To find out what I could, I called Pell’s Citrus and Nursery in Osteen, Florida (northeast of Orlando). The Pell family has been harvesting oranges from groves along the Indian and St. John’s rivers since 1925. According to a customer service agent, Pell’s Cara Cara crop did take a big hit because of Hurricane Irma. They had a single bin of the oranges in their retail market last week, she said, and now they are all gone, and they are not likely to have enough to ship for mail orders this year.
Hale Groves–another Indian River establishment 100 miles to the south in Vero Beach–reports that hurricane damage was less severe there. They plan to ship Cara Cara oranges beginning December 4 at $4.75 per pound for the smallest retail order available. The price drops with higher quantities.
On the west coast, Harry & David, headquartered in Medford, OR, told me they’d be shipping Cara Cara oranges only from California this year, beginning December 2nd. Harry and David’s smallest order is $5 per pound for a minimum of seven pounds.

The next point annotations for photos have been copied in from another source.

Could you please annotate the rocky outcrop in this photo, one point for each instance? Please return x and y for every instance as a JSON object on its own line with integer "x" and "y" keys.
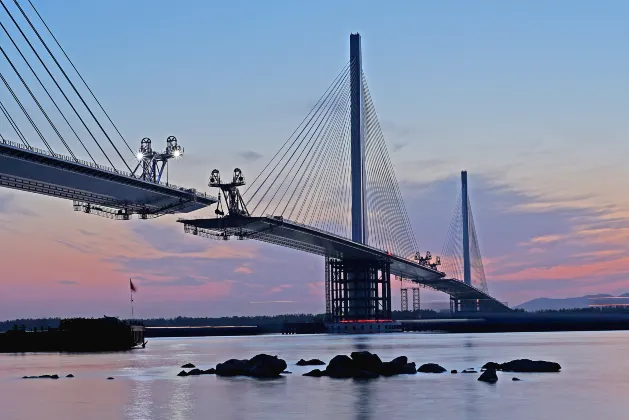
{"x": 364, "y": 365}
{"x": 366, "y": 361}
{"x": 491, "y": 365}
{"x": 431, "y": 368}
{"x": 316, "y": 373}
{"x": 260, "y": 366}
{"x": 526, "y": 365}
{"x": 311, "y": 362}
{"x": 489, "y": 375}
{"x": 265, "y": 366}
{"x": 197, "y": 372}
{"x": 341, "y": 366}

So where did Ingle’s get those oranges in mid-October? Donna called Bobby, the produce manager in Spruce Pine. Though he admitted he’d never tasted a Cara Cara, he knows they are popular. Both last year and this year, he said, the Ingle’s warehouse in Black Mountain received their Cara Cara oranges from California. So keep an eye out. Try one if you find them in your grocery, and let me know what you think!